Scientology Leaders Convicted of Fraud

March 17, 1978


PARIS - The Paris Tribunal has found four leaders of the Church of Scientology, including the American Founder, guilty of making fraudulent claims that physical cures and professional success can be achieved through Scientology.

The hour-long verdict, read Feb. 14, was the result of a seven-year public inquiry and a lengthy trial last November. Ron Lafayette Hubbard, the American founder of the sect, was condemned to four years imprisonment and a fine of 35,000 francs (a little over $7000).

Harry Laarhuis, Dutch former executive director of the French branch of the organization, was condemned to three years and a fine of 15,000 francs.

Mrs. Jacquelline Valentin, French former head of the church in France, was sentenced to two years in prison and a fine of 10,000 francs.

Georges Andreu, husband of the actual head of the French Church of Scientology, was given a suspended one-year prison sentence and a fine of 3,000 francs.

Andreu was the only accused to appear in person during the trial. The other three, who are "somewhere abroad," were condemned in absentia (a practice permitted by French law), and the judge published a warrant for their arrest.

Andreu stated afterwards that he will appeal the decision, which he denounced as "a violation of the letter and the spirit of both French law and the European convention of human rights." During his speech, the presiding judge of the tribunal stressed the fact that "the present lawsuit only concerns the commercial activities of the French Association of Scientology, and that the court was not interested in judging whether Scientology is a religion or not."

After giving a definition of fraud - recourse to fraudulent activities to raise false hopes in order to procure sums of money - the judge concluded that the facts and statements by the witnesses were "ample proof" of the veracity of the charge.

The French organization, he said, made false promises regarding professional success and the cure of psychosomatic illnesses, with the sole aim of "increasing the financial revenue," to use Hubbard's own words.

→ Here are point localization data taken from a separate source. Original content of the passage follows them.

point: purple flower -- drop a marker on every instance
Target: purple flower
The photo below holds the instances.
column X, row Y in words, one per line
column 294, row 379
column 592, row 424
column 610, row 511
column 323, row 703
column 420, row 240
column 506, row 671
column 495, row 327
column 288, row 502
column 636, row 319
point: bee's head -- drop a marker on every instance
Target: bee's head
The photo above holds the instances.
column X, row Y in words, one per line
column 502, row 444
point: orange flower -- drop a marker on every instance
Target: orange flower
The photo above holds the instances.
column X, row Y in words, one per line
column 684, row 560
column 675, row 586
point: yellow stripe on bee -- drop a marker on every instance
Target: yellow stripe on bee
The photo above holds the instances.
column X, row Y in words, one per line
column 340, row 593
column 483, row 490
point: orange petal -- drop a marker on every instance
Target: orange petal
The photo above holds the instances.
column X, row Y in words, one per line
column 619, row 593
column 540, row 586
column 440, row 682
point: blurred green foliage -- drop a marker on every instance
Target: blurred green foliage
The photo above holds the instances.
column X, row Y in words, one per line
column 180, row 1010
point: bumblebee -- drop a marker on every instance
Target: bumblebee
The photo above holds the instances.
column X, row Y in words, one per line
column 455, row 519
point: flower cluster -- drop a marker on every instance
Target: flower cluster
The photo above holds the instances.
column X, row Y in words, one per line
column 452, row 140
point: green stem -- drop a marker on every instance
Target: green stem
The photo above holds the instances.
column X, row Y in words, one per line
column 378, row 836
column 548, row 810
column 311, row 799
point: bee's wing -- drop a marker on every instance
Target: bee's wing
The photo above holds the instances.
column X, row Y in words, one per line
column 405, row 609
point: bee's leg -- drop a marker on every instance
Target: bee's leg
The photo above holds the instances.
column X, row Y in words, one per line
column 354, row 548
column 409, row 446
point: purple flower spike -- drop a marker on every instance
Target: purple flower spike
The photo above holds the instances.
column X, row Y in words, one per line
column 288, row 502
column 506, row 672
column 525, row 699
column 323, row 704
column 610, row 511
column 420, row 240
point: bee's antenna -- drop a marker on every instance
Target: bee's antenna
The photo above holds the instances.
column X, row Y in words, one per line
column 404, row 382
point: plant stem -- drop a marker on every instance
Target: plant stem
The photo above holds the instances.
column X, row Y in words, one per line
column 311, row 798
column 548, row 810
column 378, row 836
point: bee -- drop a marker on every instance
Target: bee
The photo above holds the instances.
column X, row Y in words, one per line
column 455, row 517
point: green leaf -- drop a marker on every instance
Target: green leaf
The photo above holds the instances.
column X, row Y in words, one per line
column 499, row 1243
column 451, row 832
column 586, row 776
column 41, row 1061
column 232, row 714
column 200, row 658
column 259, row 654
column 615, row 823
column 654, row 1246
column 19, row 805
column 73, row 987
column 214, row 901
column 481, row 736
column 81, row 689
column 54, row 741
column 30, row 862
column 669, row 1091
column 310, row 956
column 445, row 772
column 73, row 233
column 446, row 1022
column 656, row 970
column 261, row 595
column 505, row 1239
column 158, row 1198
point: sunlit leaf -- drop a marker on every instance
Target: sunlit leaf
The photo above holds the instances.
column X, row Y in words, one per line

The case for the defense had been entirely based on the religious nature claimed by the movement, but the court refused to examine this aspect of the question.

The court examined evidence of large profits made by an organization which declares itself to be non-profit, the psycho-therapeutic nature of a treatment dispensed by people with no medical qualifications, and claim made by Scientology to be "capable of curing some 70 percent of human illnesses, including those formerly considered to be without help - radioactive burns, the atomic bomb, etc."

In a statement sent to the French Ministry of Justice, D. Gaiman of the executive council of the Church of Scientology of Great Britain, accused the French court of having perpetrated a travesty of justice. He demanded that the judges of the Tribunal be "reprimanded and threatened to take the matter to an international court.